Kava kava z samogonem, czyli odkrywanie wysp szczęśliwych po naszemu.

Pomysły na poprawę smaku bimbru, przepisy smakowe, domowe sposoby na wyrób markowych wódek...

Autor tematu
Fiflak
450
Posty: 468
Rejestracja: wtorek, 27 wrz 2011, 11:37
Krótko o sobie: Spokojny i uczynny ze mnie chłop.
Ulubiony Alkohol: łiskacz domowy
Status Alkoholowy: Bimbrownik
Lokalizacja: Wschodnie Mazowsze
Podziękował: 12 razy
Otrzymał podziękowanie: 76 razy

Post autor: Fiflak »

Po naszemu, tzn. tak, jak czyni to porządny polski bimbrownik.
Będę używał jednego słowa kava, ponieważ te, za przeproszeniem, jąkane języki z tropikalnych wysp Pacyfiku mnie przerastają swoją odmiennością i nie wiem również, jak takie powtarzańce należałoby prawidłowo odmieniać.
Przechodząc do rzeczy;
Konkretnie użyłem poniżej podlinkowanej odmiany:
https://www.magicznyogrod.pl/kava_kava_ ... nuatu.html
Pieprzu metystynowego dotychczas nie znałem.
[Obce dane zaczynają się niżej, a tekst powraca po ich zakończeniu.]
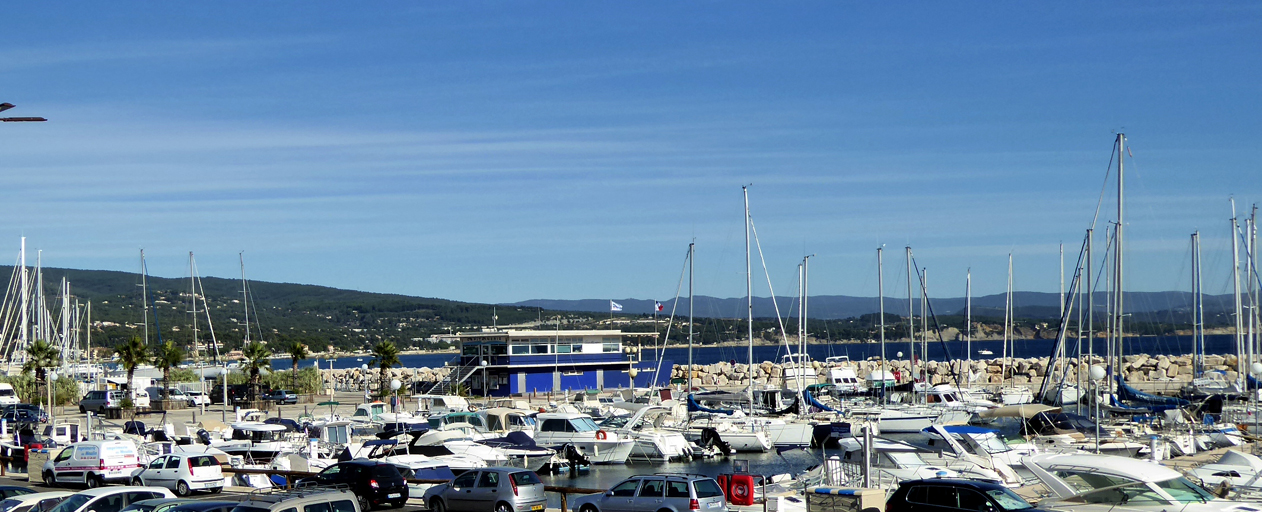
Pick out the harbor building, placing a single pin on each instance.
(518, 362)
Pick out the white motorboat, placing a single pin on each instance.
(600, 447)
(1108, 483)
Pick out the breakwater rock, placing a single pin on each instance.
(995, 371)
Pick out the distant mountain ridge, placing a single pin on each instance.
(1026, 304)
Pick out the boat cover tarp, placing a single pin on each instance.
(697, 407)
(1152, 401)
(814, 402)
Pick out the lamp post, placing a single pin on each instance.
(6, 106)
(486, 384)
(1097, 375)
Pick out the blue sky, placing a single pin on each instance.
(501, 151)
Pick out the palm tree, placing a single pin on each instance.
(131, 353)
(41, 357)
(385, 356)
(167, 356)
(255, 356)
(297, 352)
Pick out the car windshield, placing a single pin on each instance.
(71, 503)
(1008, 500)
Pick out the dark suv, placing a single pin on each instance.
(949, 494)
(372, 482)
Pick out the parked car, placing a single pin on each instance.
(24, 413)
(659, 492)
(197, 397)
(943, 494)
(110, 498)
(97, 401)
(302, 498)
(8, 396)
(282, 396)
(92, 463)
(372, 482)
(157, 505)
(499, 489)
(33, 501)
(182, 473)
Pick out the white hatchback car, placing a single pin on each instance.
(182, 473)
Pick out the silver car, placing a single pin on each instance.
(490, 489)
(659, 492)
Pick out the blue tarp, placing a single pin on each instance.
(815, 402)
(697, 407)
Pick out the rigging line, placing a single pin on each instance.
(670, 322)
(1104, 187)
(774, 304)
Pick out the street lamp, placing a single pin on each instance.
(6, 106)
(486, 385)
(1097, 375)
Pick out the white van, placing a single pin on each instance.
(8, 396)
(94, 463)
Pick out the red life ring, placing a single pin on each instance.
(742, 489)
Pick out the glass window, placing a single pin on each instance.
(489, 479)
(625, 488)
(653, 488)
(707, 488)
(525, 478)
(1008, 500)
(465, 479)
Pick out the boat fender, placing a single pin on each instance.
(742, 489)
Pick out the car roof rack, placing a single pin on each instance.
(680, 474)
(278, 494)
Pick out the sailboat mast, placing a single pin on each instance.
(880, 294)
(1117, 256)
(690, 247)
(748, 291)
(245, 299)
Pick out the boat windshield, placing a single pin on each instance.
(905, 459)
(583, 424)
(1008, 500)
(1184, 491)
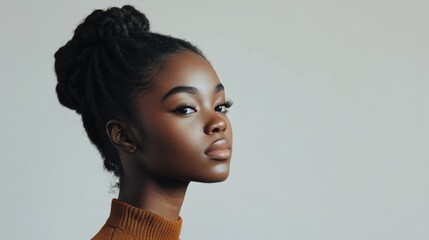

Stanowił dla mnie całkowitą niewiadomą. Pozytywnie zaskoczył mnie w postaci, że tak powiem, jako zakazany napój bezalkoholowy.
Darowałem sobie zupełnie tradycyjną procedurę z pacyficznych wysp.
Zmielony korzeń wsypałem do trzech filtrów papierowych:
https://www.kawaherbatasklep.pl/filtry- ... t-176.html
Wychodzi około 16 gram proszku na porcję. Moja metoda sporządzania kavy wygląda następująco.
1. Wlać do dzbanka 1,5 litra przegotowanej wody.
2. Umieścić torebkę w dzbanku, gdy temperatura wody, w nim się znajdującej, spadnie poniżej 40°C.
3. Poczekać 12 godzin.
4. Ostrożnie wyjąć filtr z namoczonym ziołem i umieścić go w szklanym słoju z samogonem.
5. Włączyć ulubioną relaksacyjną muzykę i napić się kavy. Mi posmakowała.
Lekka goryczka przywołuje dalekie skojarzenie z piwem w irlandzkim stylu.
6. Uzbroić się w cierpliwość i poczekać, aż procentowa kavowa nalewka dojrzeje.
Obecna bazuje na shochu, mniej więcej 65% mocy. Kavalaktony, praktycznie nierozpuszczalne w wodzie, wyciągnę z korzenia za pomocą bimbru.
Cóż za niestandardowe łączenie kultur.
Poniżej kilka zdań o kavalaktonach;
https://kavaha.pl/blog/nauka/kavalakton ... kava-kava/
Związki te, podobnie jak kannabinoidy, można wypłukać z roślinnego surowca za pomocą etanolu. Dlatego ze spokojem oczekuję na Wielkanoc. Wówczas planuję degustację nalewki. Maceracja rozpoczęła się w Środę Popielcową. Dzięki temu napój uzyska wymiar duchowy, niejako metafizyczny. Żeby nikt mi nie zarzucił, iż tylko żłopię alkohole wszelakie bez wyższych emocji.
koncentraty wina
ODPOWIEDZ

Wróć do „Przepisy smakowe”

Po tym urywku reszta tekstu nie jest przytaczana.